Recently, an international team of astronomers has announced the discovery of two clusters at the verge of colliding. They’re just 300-600 million years away from impact– astronomically close when you consider it as will take a billion years to merge.
This will enable astronomers to test their computer simulations, which show that in the first moments, a shock wave is created between the cluster and travels out perpendicular to the merging axis.
RIKEN-researcher and first author Liyi Gu said, “X-ray and radio images of these clusters show the first clear evidence for this type of merger shock. The shock created a hot belt region of 100-million-degree gas between the clusters, which is expected to extend up to, or even go beyond the boundary of the giant clusters. Therefore, the observed shock has a huge impact on the evolution of galaxy clusters and large-scale structures.”
ICRAR-Curtin’s Dr. Huib Intema, from the team who found the cluster, says, “they are planning to collect more snapshots to ultimately build up a model describing the evolution of cluster mergers.”

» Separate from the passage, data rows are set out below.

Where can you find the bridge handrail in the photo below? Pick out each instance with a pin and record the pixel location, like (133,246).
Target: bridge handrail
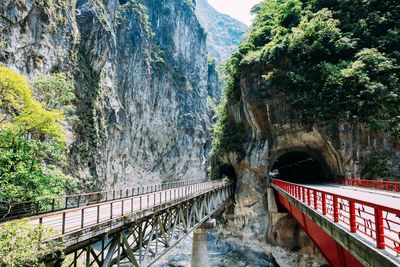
(16,210)
(376,223)
(89,216)
(373,184)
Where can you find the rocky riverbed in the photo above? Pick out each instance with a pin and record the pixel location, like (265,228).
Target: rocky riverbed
(227,251)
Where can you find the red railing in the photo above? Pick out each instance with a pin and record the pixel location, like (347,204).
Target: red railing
(375,223)
(373,184)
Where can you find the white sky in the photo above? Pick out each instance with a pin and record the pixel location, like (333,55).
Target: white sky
(239,9)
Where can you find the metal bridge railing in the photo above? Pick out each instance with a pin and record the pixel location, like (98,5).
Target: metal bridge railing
(375,223)
(72,220)
(372,184)
(139,236)
(9,211)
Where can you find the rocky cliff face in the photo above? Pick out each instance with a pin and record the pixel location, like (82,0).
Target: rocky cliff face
(140,73)
(271,130)
(223,32)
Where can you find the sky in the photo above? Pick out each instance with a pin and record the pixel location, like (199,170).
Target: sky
(239,9)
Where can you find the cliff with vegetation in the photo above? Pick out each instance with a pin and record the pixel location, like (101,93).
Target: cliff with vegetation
(138,74)
(319,77)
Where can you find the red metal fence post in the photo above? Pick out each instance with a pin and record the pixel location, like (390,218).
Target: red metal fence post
(315,200)
(352,217)
(323,196)
(379,229)
(335,209)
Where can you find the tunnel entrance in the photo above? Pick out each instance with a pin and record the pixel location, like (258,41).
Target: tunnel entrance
(299,167)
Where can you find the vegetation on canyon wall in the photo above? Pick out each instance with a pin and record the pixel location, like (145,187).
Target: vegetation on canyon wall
(32,138)
(21,244)
(336,59)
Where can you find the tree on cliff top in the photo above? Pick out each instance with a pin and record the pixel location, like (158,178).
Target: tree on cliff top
(337,59)
(31,144)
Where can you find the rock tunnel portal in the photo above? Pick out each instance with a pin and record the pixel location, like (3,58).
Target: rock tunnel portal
(300,167)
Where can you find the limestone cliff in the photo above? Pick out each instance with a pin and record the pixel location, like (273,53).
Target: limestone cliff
(140,73)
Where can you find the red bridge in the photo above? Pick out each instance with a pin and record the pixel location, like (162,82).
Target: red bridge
(353,222)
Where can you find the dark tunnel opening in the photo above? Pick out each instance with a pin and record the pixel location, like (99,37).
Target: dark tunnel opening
(299,167)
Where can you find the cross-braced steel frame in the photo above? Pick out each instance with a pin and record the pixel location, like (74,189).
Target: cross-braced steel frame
(142,242)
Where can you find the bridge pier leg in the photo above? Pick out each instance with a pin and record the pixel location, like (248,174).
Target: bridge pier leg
(199,247)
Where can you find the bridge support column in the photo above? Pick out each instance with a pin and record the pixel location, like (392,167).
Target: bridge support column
(199,247)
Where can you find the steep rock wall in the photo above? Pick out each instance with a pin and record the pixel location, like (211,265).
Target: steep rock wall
(141,80)
(270,129)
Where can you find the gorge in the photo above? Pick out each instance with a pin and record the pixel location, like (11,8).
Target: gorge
(310,92)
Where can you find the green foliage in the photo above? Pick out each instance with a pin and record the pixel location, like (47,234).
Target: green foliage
(32,138)
(379,166)
(19,112)
(334,59)
(56,92)
(22,244)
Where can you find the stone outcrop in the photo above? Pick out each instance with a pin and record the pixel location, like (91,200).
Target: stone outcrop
(272,129)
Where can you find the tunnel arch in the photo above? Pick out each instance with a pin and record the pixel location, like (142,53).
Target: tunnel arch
(300,166)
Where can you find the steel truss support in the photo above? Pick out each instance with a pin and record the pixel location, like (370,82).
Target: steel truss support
(141,243)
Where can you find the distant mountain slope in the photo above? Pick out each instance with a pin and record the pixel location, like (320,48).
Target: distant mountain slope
(224,32)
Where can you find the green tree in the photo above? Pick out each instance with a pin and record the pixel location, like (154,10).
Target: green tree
(22,244)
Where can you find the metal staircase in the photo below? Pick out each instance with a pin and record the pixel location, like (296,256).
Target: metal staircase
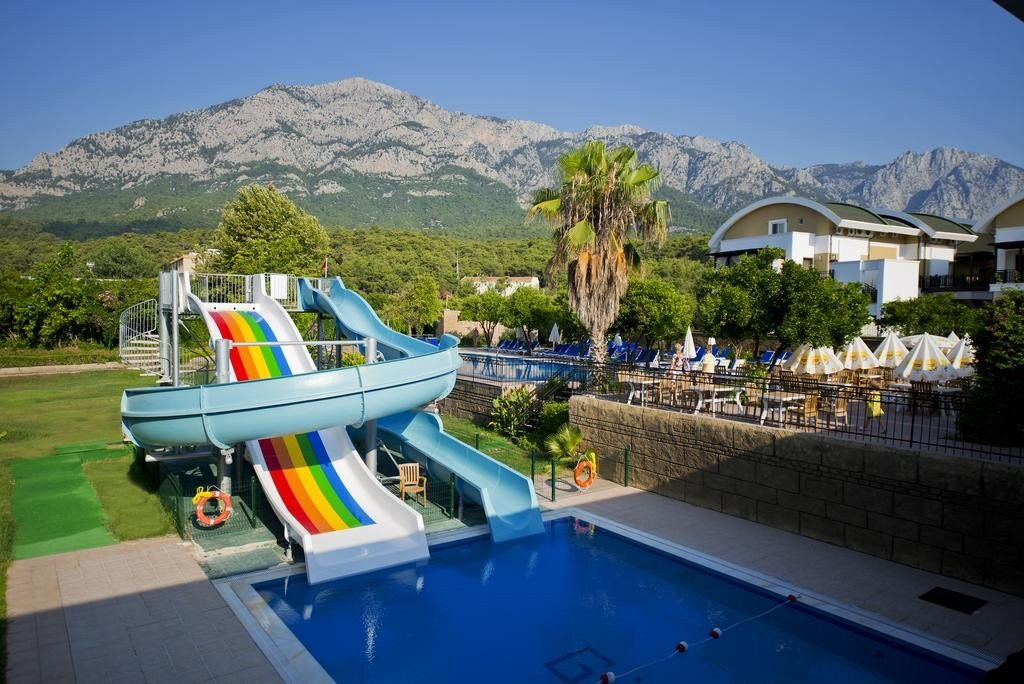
(138,338)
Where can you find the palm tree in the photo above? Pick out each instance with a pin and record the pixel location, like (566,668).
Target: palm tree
(604,198)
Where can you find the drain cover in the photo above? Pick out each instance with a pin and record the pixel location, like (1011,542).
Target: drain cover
(947,598)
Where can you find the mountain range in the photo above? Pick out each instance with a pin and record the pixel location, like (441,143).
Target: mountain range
(358,153)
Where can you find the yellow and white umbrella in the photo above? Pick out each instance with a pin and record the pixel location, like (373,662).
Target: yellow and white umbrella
(811,360)
(891,352)
(925,362)
(857,356)
(913,340)
(689,349)
(961,359)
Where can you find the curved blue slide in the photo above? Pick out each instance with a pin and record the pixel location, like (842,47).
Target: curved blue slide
(508,498)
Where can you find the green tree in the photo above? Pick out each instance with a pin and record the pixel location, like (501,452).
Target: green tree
(487,308)
(990,412)
(932,313)
(653,311)
(417,304)
(603,198)
(261,230)
(123,259)
(528,309)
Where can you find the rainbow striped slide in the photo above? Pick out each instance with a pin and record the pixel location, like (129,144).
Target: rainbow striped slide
(299,464)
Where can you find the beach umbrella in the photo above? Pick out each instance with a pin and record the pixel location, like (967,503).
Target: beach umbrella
(815,360)
(891,351)
(689,349)
(925,362)
(857,356)
(961,359)
(913,340)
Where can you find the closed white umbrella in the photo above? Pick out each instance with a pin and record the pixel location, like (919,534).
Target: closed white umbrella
(891,352)
(689,349)
(913,340)
(555,337)
(925,362)
(819,360)
(961,359)
(857,356)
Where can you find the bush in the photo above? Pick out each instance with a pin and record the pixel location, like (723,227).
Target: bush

“Radio observations at very low frequencies provide a unique view on these clusters, in this case pinpointing the locations of old radio jets that light up again due to the merger. Australian-based radio telescopes like the Murchison Widefield Array (MWA) and the future Square Kilometre Array (SKA) are particularly sensitive to these signposts. Mapping out the whole radio sky will inevitably lead to the discovery of even more of these systems. This will help us to complete our understanding of the role of merger shocks in the formation of the largest structures in the Universe.”
The team studied the colliding pair during an observation campaign carried out with three X-ray satellites (ESA’s XMM-Newton satellite, the NASA’s Chandra satellite, and JAXA’s Suzaku satellite) and two radio telescopes (the Low-Frequency Array [LOFAR], a European project led by the Netherlands, and the Giant Metrewave Radio Telescope [GMRT] operated by National Centre for Radio Astrophysics of India).
The study is published in the journal Nature.